On thousands of acres of orange groves in Florida, farmers are adding beneficial fungi and bacteria to the soil, which makes the oranges grow bigger and sweeter–and makes the soil suck up enough extra CO2 so that each acre offsets the emissions from a passenger car. Call it probiotics for soil.
“Agricultural soils are one of the world’s largest carbon sinks,” says Paul Zorner, CEO of Locus Agricultural Solutions, the startup that makes the particular combination of probiotics in use on the farms. “If they’re treated right, you’re going to absorb a lot of carbon dioxide out of the atmosphere.”
When plants take up CO2 during photosynthesis, creating sugar that they use for growth, they also release sugars through their roots, attracting microbes. Healthy soil is full of these microbes, which then keep the carbon in the ground. But conventional farming–including the overapplication of chemical fertilizer–has destroyed the microbial balance. Adding “probiotics” helps restore it.

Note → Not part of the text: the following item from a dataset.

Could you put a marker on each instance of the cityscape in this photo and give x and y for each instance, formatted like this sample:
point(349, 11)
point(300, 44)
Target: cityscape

The facilities are smaller than a beer brewery; the fermentation devices are small, and in a space roughly the size of a conference room, the company can produce enough of its product for 30,000 acres of farms a month. The microbes are applied while the field is irrigated or just spread on the surface. The first production system is in Cleveland, though the company plans to begin building them locally near farms across the country. “One of the key features of this local microbrewery is we can actually optimize for local conditions–soil type, crop, temperature, a whole variety of things–where we can work with individual growers to better understand how to solve their specific problems, as opposed to just having one product that would be used the same, regardless of where in the country you’re trying to operate,” he says. Eventually, it could also be produced in parts of the developing world. “It’s a system that could be shipped in a boxcar and set up relatively easily, as long as you have a basic power source.”
“I think people are really waking up to the fact that agricultural soils really are a remarkable part of the solution [to climate change],” says Zorner. “We need to empower growers to do this.”